Friday, June 7, 2013

What's That Smell?

There is a distinctive smell to my house that I’m only aware of in the first few moments when I walk in the door after being gone a few hours, but even more so when I come home from a few days away. It smells like “home”.

On a day to day basis, I never notice the smell, but after a time away it is a precious bouquet of safety, comfort, and love. I’ve tried to pin down the smell. There is a faint scent of baking bread, with overtones of Murphy’s soap and lavender. When I breathe deeper I smell grass and wood and animals.

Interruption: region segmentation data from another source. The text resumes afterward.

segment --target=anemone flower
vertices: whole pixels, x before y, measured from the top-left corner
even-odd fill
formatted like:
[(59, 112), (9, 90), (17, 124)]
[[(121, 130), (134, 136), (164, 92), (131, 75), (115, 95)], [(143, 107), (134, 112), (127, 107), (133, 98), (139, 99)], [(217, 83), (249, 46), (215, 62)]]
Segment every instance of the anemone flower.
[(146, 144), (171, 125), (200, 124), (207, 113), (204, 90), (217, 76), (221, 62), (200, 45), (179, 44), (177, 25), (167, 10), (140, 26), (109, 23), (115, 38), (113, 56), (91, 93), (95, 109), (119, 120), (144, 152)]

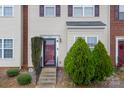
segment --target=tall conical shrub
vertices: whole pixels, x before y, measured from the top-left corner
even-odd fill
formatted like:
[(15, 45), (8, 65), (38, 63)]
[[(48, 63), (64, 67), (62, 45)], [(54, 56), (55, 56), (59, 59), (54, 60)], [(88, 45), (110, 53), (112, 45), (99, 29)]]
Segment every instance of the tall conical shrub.
[(92, 59), (95, 65), (94, 81), (104, 80), (113, 72), (113, 65), (104, 45), (99, 41), (92, 51)]
[(94, 76), (91, 51), (85, 40), (79, 37), (64, 60), (64, 70), (75, 84), (88, 84)]

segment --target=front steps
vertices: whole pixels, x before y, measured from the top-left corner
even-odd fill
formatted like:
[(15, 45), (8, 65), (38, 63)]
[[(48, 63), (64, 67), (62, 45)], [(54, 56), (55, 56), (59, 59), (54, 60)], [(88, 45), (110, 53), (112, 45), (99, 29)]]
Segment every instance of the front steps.
[(37, 87), (54, 87), (56, 84), (56, 67), (42, 68)]

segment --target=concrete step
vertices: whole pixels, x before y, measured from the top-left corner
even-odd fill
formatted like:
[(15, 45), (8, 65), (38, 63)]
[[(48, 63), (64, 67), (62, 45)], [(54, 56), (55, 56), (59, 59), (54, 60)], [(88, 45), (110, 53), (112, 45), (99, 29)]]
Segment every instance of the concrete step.
[(42, 75), (41, 76), (48, 76), (48, 77), (56, 77), (56, 73), (42, 73)]
[(39, 77), (38, 85), (55, 85), (56, 84), (56, 68), (43, 68)]
[(56, 80), (56, 77), (40, 77), (40, 80)]
[(40, 80), (38, 84), (56, 84), (56, 80)]

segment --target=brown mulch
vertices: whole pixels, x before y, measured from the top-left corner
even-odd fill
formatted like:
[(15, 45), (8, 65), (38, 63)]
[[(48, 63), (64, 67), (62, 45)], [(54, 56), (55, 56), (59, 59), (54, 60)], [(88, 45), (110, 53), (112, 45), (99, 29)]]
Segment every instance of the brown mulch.
[(35, 82), (32, 81), (28, 85), (19, 85), (16, 77), (8, 77), (6, 70), (0, 70), (0, 88), (34, 88)]
[(105, 81), (94, 82), (90, 85), (75, 85), (63, 70), (58, 71), (57, 88), (124, 88), (124, 72), (116, 72)]

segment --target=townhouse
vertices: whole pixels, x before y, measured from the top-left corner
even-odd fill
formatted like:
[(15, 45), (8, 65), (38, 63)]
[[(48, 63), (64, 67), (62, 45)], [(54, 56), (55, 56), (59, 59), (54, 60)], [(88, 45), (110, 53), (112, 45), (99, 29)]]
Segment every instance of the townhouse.
[(31, 38), (35, 36), (43, 38), (42, 67), (63, 67), (64, 58), (77, 37), (85, 39), (91, 50), (98, 40), (102, 41), (115, 62), (114, 38), (120, 23), (123, 30), (123, 21), (115, 21), (114, 16), (117, 13), (114, 7), (0, 6), (0, 67), (32, 67)]
[(124, 64), (124, 6), (110, 7), (110, 47), (111, 57), (116, 66)]

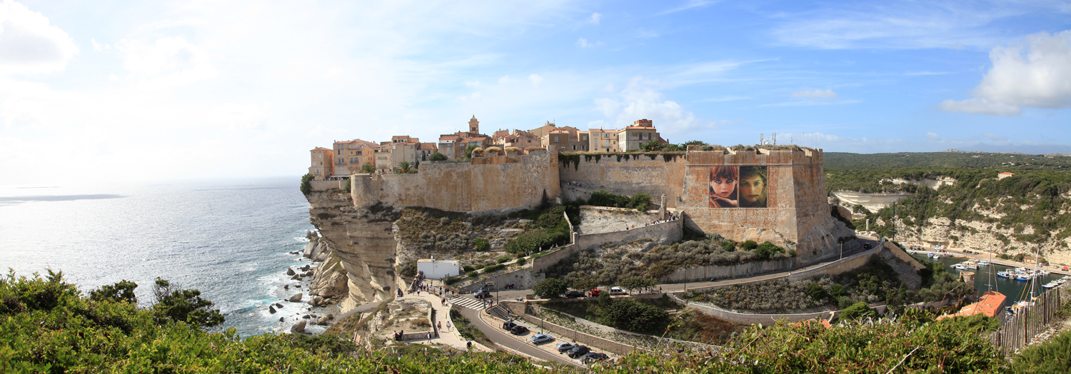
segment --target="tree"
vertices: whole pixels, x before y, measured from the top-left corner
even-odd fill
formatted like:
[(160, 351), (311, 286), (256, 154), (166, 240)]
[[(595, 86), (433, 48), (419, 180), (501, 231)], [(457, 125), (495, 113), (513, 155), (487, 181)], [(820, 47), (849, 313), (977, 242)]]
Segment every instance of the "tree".
[(618, 283), (618, 284), (621, 287), (624, 287), (624, 288), (629, 289), (629, 294), (632, 294), (633, 290), (636, 290), (636, 289), (647, 290), (647, 288), (653, 287), (653, 286), (658, 285), (659, 283), (657, 281), (650, 279), (650, 278), (629, 276), (629, 278), (625, 278), (625, 279), (621, 280), (621, 282)]
[(661, 141), (659, 141), (658, 139), (651, 139), (651, 141), (647, 141), (645, 144), (639, 145), (639, 149), (643, 149), (644, 151), (647, 152), (661, 151), (666, 146)]
[(316, 176), (314, 176), (312, 174), (306, 174), (304, 176), (301, 176), (301, 193), (302, 194), (308, 195), (310, 193), (313, 192), (313, 184), (310, 182), (311, 180), (313, 180), (313, 178), (316, 178)]
[(170, 320), (209, 328), (225, 320), (218, 309), (212, 309), (212, 301), (200, 298), (200, 290), (181, 289), (167, 280), (156, 278), (153, 295), (160, 300), (152, 305), (157, 324)]
[(580, 279), (577, 279), (577, 280), (573, 281), (573, 288), (575, 288), (575, 289), (579, 289), (579, 290), (583, 290), (583, 291), (589, 291), (589, 290), (594, 289), (595, 287), (599, 287), (599, 282), (597, 282), (595, 278), (591, 276), (591, 275), (584, 276), (584, 278), (580, 278)]
[(134, 295), (137, 283), (122, 280), (116, 284), (106, 284), (101, 288), (89, 291), (89, 299), (93, 301), (130, 302), (137, 303), (137, 296)]
[(543, 298), (557, 299), (561, 297), (569, 289), (569, 285), (565, 281), (559, 280), (557, 278), (547, 278), (545, 280), (539, 281), (532, 286), (532, 291)]

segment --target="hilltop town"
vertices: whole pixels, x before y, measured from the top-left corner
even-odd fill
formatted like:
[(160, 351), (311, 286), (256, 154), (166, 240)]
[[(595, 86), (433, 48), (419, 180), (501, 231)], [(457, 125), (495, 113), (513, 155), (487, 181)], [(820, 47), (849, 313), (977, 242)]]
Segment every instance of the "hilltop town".
[[(640, 149), (652, 140), (668, 145), (651, 120), (640, 119), (620, 130), (557, 126), (547, 121), (532, 130), (499, 130), (492, 135), (480, 132), (480, 121), (472, 116), (468, 131), (439, 135), (438, 143), (421, 143), (408, 135), (392, 136), (390, 141), (362, 139), (336, 140), (330, 149), (316, 147), (311, 150), (312, 165), (308, 174), (315, 180), (348, 178), (362, 171), (408, 173), (410, 167), (426, 161), (464, 160), (495, 148), (498, 152), (527, 154), (533, 150), (580, 152), (628, 152)], [(433, 160), (435, 153), (441, 154)], [(444, 159), (440, 159), (443, 158)], [(403, 163), (406, 165), (403, 170)], [(371, 166), (365, 166), (371, 165)], [(412, 167), (416, 169), (417, 167)]]

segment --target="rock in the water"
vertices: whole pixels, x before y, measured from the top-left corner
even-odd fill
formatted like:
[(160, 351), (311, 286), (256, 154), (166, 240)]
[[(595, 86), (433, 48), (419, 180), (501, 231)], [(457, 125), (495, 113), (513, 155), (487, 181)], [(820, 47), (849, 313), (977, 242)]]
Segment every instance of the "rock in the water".
[(299, 321), (290, 327), (290, 332), (305, 332), (305, 321)]

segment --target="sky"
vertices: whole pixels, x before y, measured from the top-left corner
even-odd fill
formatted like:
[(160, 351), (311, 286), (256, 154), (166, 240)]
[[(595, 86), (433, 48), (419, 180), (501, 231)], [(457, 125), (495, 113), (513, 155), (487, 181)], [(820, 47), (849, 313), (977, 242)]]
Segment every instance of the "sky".
[(300, 176), (473, 115), (1071, 153), (1067, 0), (0, 1), (0, 184)]

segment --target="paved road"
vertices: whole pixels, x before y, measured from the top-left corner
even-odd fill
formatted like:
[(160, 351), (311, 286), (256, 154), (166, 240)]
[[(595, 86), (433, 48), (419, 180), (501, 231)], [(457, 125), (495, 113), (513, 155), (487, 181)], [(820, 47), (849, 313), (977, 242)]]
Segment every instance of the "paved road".
[(465, 318), (468, 318), (469, 323), (471, 323), (472, 326), (476, 326), (477, 329), (483, 331), (483, 333), (487, 335), (487, 339), (491, 339), (491, 341), (495, 342), (495, 344), (506, 346), (507, 348), (521, 351), (525, 355), (532, 356), (541, 360), (568, 363), (583, 368), (583, 365), (580, 365), (574, 360), (569, 359), (569, 357), (565, 357), (563, 355), (555, 355), (549, 351), (533, 347), (530, 344), (525, 344), (522, 343), (521, 341), (517, 341), (516, 339), (513, 339), (513, 336), (510, 336), (506, 332), (506, 330), (501, 329), (500, 326), (487, 325), (486, 323), (483, 321), (482, 318), (480, 318), (479, 311), (473, 311), (467, 308), (458, 308), (457, 312), (461, 313), (463, 316), (465, 316)]

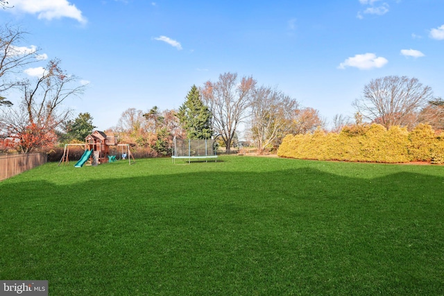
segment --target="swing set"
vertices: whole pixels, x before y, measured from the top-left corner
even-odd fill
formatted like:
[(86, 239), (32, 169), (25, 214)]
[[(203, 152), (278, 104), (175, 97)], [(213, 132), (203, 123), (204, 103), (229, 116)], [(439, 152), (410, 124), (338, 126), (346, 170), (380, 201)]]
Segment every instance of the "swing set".
[[(135, 159), (129, 144), (118, 144), (117, 138), (112, 134), (106, 134), (103, 132), (96, 130), (85, 138), (85, 143), (67, 143), (65, 145), (63, 155), (58, 163), (65, 165), (69, 163), (69, 147), (84, 146), (85, 153), (74, 166), (82, 167), (87, 161), (92, 166), (105, 162), (113, 162), (117, 159), (126, 160), (130, 165), (135, 163)], [(119, 158), (117, 158), (119, 157)], [(131, 162), (133, 159), (133, 162)]]

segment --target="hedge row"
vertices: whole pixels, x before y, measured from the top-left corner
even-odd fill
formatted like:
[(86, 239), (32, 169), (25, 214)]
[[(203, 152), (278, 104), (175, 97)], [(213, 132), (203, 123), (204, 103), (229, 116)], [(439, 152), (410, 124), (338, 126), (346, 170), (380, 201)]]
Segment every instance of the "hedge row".
[(278, 155), (304, 159), (400, 163), (444, 163), (444, 133), (436, 136), (429, 125), (419, 124), (409, 132), (379, 124), (352, 125), (339, 133), (317, 130), (313, 134), (286, 136)]

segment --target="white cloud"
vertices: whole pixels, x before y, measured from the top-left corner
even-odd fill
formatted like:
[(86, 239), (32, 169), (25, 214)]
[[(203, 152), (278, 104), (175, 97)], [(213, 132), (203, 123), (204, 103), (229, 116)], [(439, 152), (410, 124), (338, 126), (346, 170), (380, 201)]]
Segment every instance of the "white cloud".
[(154, 38), (155, 40), (163, 41), (164, 42), (168, 43), (171, 46), (176, 47), (178, 51), (182, 50), (182, 45), (178, 42), (171, 39), (166, 36), (160, 36)]
[[(8, 55), (10, 56), (31, 55), (37, 51), (37, 46), (35, 45), (31, 45), (29, 47), (26, 46), (16, 46), (11, 45), (9, 46), (8, 51)], [(35, 58), (37, 60), (44, 60), (48, 59), (48, 55), (42, 53), (41, 55), (36, 54)]]
[(9, 51), (8, 54), (12, 56), (30, 55), (34, 53), (37, 51), (37, 46), (35, 46), (35, 45), (31, 45), (30, 47), (11, 45), (9, 46), (8, 49)]
[(37, 68), (28, 68), (26, 69), (24, 72), (30, 76), (40, 78), (43, 76), (44, 73), (44, 68), (42, 67), (37, 67)]
[(383, 15), (388, 12), (388, 4), (384, 3), (381, 6), (369, 7), (364, 11), (364, 13), (368, 15)]
[(375, 2), (381, 0), (359, 0), (359, 3), (363, 5), (373, 5)]
[(53, 19), (69, 17), (81, 24), (87, 22), (82, 12), (67, 0), (10, 0), (9, 2), (14, 6), (14, 9), (8, 11), (37, 15), (39, 19), (51, 21)]
[(381, 0), (359, 0), (359, 3), (368, 6), (364, 11), (359, 11), (356, 17), (359, 19), (364, 19), (364, 14), (383, 15), (388, 12), (389, 6), (386, 2), (382, 3), (379, 6), (375, 6), (375, 3)]
[(425, 55), (421, 53), (420, 51), (416, 49), (402, 49), (401, 50), (401, 54), (406, 57), (420, 58), (424, 57)]
[(377, 57), (375, 53), (364, 53), (348, 58), (339, 64), (338, 69), (344, 69), (348, 67), (354, 67), (361, 70), (370, 70), (373, 68), (381, 68), (388, 62), (387, 59)]
[(444, 40), (444, 25), (430, 30), (430, 37), (436, 40)]
[(422, 36), (420, 35), (416, 35), (414, 33), (411, 33), (411, 37), (413, 39), (421, 39), (422, 38)]
[(41, 55), (37, 55), (37, 56), (35, 57), (35, 58), (37, 60), (48, 60), (48, 55), (46, 53), (42, 53)]

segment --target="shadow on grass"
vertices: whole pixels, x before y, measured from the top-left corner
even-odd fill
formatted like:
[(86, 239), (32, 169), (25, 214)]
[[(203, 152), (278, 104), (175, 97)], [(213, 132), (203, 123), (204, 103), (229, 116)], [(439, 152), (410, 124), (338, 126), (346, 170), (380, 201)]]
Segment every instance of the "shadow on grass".
[(0, 278), (47, 279), (51, 295), (444, 292), (438, 177), (301, 168), (1, 189)]

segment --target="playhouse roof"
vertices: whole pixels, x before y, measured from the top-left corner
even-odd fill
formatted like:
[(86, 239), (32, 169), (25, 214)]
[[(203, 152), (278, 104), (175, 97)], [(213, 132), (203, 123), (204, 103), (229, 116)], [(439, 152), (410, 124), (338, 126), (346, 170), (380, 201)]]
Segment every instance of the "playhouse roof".
[(88, 134), (85, 139), (90, 139), (90, 137), (99, 139), (100, 140), (106, 139), (106, 134), (103, 132), (101, 132), (100, 130), (94, 130), (91, 134)]

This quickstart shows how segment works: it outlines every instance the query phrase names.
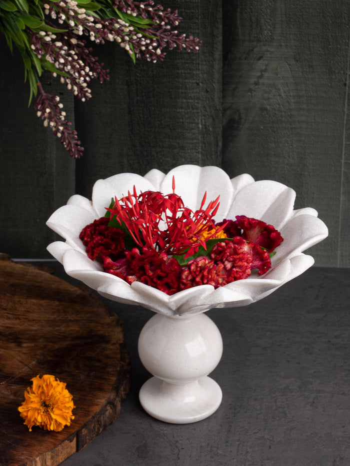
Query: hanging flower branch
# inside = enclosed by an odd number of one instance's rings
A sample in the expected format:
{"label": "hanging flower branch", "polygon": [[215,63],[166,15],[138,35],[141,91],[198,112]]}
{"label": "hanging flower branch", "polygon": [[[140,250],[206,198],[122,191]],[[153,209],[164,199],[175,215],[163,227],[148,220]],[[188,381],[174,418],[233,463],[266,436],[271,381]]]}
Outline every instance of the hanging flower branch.
{"label": "hanging flower branch", "polygon": [[79,158],[84,149],[58,97],[44,90],[40,81],[42,70],[59,75],[61,83],[85,101],[91,97],[92,79],[110,78],[109,70],[92,54],[89,40],[116,41],[134,62],[143,57],[156,63],[164,59],[166,46],[198,50],[198,38],[176,30],[182,19],[176,10],[154,5],[152,0],[0,0],[0,30],[11,50],[14,44],[21,53],[30,104],[38,90],[37,115],[74,158]]}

My teenagers have a potent aroma all their own, a blend of hormones, sweat, and hair products. It’s especially overpowering first thing in the morning or seated beside one of them in the car. When they were babies I craved the scent of them. It was a sour, sticky, sweet perfume. On nights when their frightened cries or my own fears drove me the nursery in the dark center of night, that familiar scent calmed me. Snuggling the sweaty, limp body close I would breathe in deep and wish that I could bottle it.


Before we evolved to the days of processed food and home security systems, we probably relied on our sense of smell much more. Now our sense of smell is only useful for detecting food we’d like to eat and knowing when the cat has peed in the basement. The flowers that bloom in the months they shouldn’t have only a whisper of their former perfume. And potent “air fresheners” strip the world of its natural scent.

Even so, our sense of smell is powerful. It can transport us back to our grandmother’s kitchen, the tree fort where we whiled away the hours, or the halls of our elementary school. Aroma candles are big business which indicates that we still crave smells. We want to surround ourselves with scents that comfort and uplift us.

Citrus and lavender are my favorite scents. But basil makes my day summer any time of year. And, oh, rosemary, garlic, thyme, even a pungent tarragon are all smells that comfort my soul and cause me to breathe deeply. The scent of garlic, onions, and olive oil will make my stomach grumble in anticipation. But the odor that fills the house when my husband makes beef broth or brews beer sends me out the door. I’m not even sure why the strong, yeasty, oily smell bothers me. It should conjure up warm winter nights, but instead it strips me of my appetite. There must be a bad memory buried deep in my life that calls forth this aversion.

The smell of diesel fumes renders me nauseous, transporting me instantly to stuffy rides stuck on the “hump” in the middle of the back seat of my parents’ station wagon squished between my two brothers for a trip to visit another relative I don’t remember.

The antiseptic smell of a sterilized environment like a doctor’s office or a dentist or even a county building, makes me anxious. But chocolate chip cookies, Auntie Anne’s pretzels, or old bay seasoning on steaming shrimp make my stomach grumble.

I dropped my daughter off for her oboe lesson at the local college last week and the scent of the cinderblock building brought back the nervous feelings of moving into my college dorm room. How can the smell be the same 20 years later and several states away?

As I write this, I’m inhaling the wonderful fragrance of “white chocolate coconut latte” tea. It is heavenly. I discovered it only a few months ago yet it has fastened itself to my writing hours. I panic when my stash gets low, knowing the scent has become my muse.

Maybe my respect for the power of smell explains my fascination with hound dogs. Beautiful, multi-colored, floppy eared, nose to the ground, they can distinguish between thousands of scents. They can not only hunt down dinner, they can save lives. They are the canine super heroes.

While our sense of smell is nothing compared to a hound dog, and it may no longer protect us or inform us as it might have in the original design, our sense of smell does have vast power. It can launch a memory, motivate a mind, and still our souls.